Now, we’ll need a prediction head. The simplest one would be the dot product.

  1. Complete the following function that computes the dot products for given edges.

def predict_dot(z, edge_index):
    """
    z: node embeddings, shape [num_nodes, embedding_dim]
    edge_index: edge indices, shape [2, num_edges]
    returns: scores for each edge, shape [num_edges]
    """

    ########## Your code here ##########
    
    #################################### 

At this point, we have everything we need, so let’s train our GCN!

  1. Complete the following training loop.

model = GCN(dataset.num_features).to(device)
optimizer = torch.optim.Adam(model.parameters(), lr=0.01)

for epoch in range(100):
    model.train()
    optimizer.zero_grad()

    # get node embeddings
    ########## Your code here ##########
    z = ...
    #################################### 

    # get predictions for supervision edges
    ########## Your code here ##########
    preds = ...
    ####################################
    
    # labels of supervision edges 
    labels = train_data.edge_label.float().to(device)

    # compute BCE loss
    ########## Your code here ##########
    loss = F.binary_cross_entropy_with_logits(..., ...)
    ####################################
    
    loss.backward()
    optimizer.step()

    if epoch % 10 == 0:
        print(f'Epoch {epoch}, Loss: {loss.item():.4f}')

Now it’s time to test our model.
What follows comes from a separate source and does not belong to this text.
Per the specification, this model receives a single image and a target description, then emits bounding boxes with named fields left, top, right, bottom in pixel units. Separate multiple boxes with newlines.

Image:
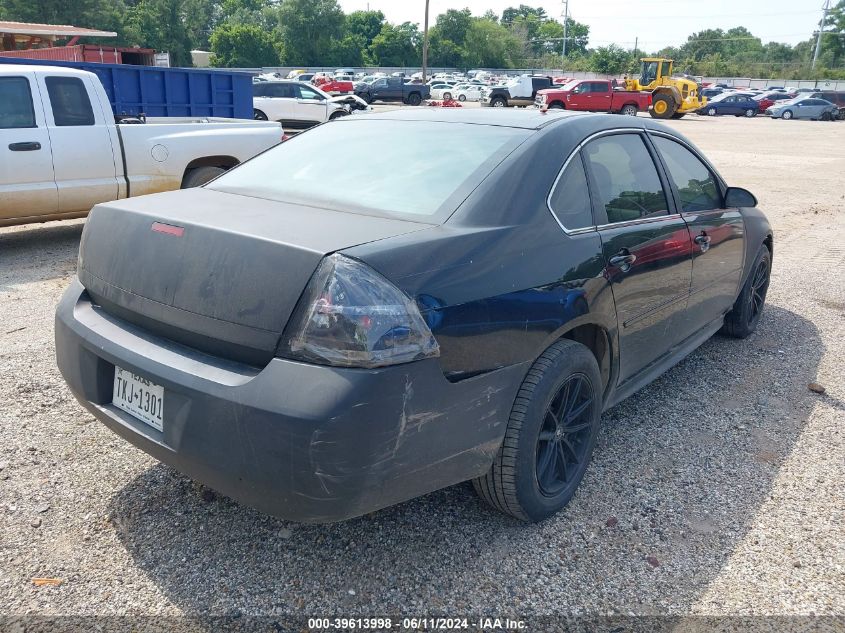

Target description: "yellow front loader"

We’ll use the roc_auc_score from sklearn.metrics.

from sklearn.metrics import roc_auc_score

model.eval()
with torch.no_grad():
    
    # node embeddings computed using message-passing edges
    z = model(data.x.to(device), data.edge_index.to(device))
    
    # supervision edges for test
    test_edge_index = test_data.edge_label_index
    test_labels = test_data.edge_label.float().to(device)
    
    # dot product predictions
    test_preds = predict_dot(z, test_edge_index)
    
    # ROC-AUC
    test_auc = roc_auc_score(test_labels.cpu(), test_preds.sigmoid().cpu())
    print(f"Test ROC-AUC: {test_auc:.4f}")
  1. Instead of dot product, implement the CONCAT + MLP approach and test your GCN. Compare your result with the dot product head, and interpret your findings.